Poemas sobre Entrega

17 resultados
Poemas de entrega escritos por poetas consagrados, filósofos e outros autores famosos. Conheça estes e outros temas em Poetris.

Ode Triunfal

À dolorosa luz das grandes lâmpadas eléctricas da fábrica
Tenho febre e escrevo.
Escrevo rangendo os dentes, fera para a beleza disto,
Para a beleza disto totalmente desconhecida dos antigos.

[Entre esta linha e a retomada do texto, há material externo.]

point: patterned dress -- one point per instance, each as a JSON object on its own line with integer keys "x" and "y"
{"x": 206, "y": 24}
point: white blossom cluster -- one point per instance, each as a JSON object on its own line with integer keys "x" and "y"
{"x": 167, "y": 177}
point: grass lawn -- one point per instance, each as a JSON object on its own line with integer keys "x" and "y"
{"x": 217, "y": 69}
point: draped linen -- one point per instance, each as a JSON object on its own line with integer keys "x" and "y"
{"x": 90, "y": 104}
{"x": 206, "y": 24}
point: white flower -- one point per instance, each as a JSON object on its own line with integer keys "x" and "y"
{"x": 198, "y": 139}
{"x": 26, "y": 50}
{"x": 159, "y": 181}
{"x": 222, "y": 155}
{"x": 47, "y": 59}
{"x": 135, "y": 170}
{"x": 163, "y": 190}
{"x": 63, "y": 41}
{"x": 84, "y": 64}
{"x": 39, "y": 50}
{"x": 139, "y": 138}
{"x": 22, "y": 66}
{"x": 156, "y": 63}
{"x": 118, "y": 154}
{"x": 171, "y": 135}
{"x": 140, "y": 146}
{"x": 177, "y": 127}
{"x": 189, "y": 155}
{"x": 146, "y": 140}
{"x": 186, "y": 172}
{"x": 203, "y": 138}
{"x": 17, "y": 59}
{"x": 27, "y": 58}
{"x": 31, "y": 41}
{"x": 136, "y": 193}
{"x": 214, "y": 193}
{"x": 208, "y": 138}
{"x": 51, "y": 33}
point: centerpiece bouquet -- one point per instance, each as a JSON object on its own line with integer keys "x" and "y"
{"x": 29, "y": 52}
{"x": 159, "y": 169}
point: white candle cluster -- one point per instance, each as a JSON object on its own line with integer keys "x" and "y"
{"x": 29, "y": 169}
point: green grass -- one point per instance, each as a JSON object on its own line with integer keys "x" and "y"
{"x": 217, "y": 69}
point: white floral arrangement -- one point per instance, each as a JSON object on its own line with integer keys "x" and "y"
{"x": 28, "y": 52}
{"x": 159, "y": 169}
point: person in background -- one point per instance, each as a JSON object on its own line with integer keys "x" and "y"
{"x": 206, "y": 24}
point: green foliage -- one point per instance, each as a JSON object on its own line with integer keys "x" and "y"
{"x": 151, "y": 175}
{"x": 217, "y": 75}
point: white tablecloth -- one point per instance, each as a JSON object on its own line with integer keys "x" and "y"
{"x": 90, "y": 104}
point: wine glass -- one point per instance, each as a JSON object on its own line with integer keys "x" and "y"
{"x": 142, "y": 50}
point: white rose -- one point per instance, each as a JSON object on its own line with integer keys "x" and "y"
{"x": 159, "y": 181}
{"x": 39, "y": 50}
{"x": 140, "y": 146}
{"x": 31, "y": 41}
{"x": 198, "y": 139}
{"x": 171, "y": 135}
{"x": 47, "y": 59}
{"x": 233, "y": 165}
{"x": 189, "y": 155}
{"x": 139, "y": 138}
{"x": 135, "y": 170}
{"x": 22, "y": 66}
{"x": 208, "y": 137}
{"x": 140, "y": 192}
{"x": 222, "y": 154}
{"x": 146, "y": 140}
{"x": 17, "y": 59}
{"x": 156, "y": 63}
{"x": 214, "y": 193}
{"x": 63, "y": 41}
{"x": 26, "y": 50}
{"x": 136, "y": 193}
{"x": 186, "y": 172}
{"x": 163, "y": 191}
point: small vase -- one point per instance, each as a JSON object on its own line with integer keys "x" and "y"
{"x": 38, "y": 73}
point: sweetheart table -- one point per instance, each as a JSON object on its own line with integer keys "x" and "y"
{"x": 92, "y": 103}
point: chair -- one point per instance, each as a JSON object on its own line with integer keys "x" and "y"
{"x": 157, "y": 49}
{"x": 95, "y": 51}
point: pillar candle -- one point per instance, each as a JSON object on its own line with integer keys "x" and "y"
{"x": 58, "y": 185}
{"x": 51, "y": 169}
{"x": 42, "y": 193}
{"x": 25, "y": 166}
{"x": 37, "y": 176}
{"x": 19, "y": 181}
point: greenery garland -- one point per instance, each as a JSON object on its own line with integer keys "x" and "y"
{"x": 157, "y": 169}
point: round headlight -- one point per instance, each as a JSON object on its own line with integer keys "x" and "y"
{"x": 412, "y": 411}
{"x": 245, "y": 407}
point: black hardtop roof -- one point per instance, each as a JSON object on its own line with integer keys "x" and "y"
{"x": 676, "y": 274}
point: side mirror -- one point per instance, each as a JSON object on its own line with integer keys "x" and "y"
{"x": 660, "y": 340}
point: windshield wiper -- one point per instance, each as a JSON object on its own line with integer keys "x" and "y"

Ó rodas, ó engrenagens, r-r-r-r-r-r-r eterno!
Forte espasmo retido dos maquinismos em fúria!
Em fúria fora e dentro de mim,
Por todos os meus nervos dissecados fora,
Por todas as papilas fora de tudo com que eu sinto!
Tenho os lábios secos, ó grandes ruídos modernos,
De vos ouvir demasiadamente de perto,
E arde-me a cabeça de vos querer cantar com um excesso
De expressão de todas as minhas sensações,
Com um excesso contemporâneo de vós, ó máquinas!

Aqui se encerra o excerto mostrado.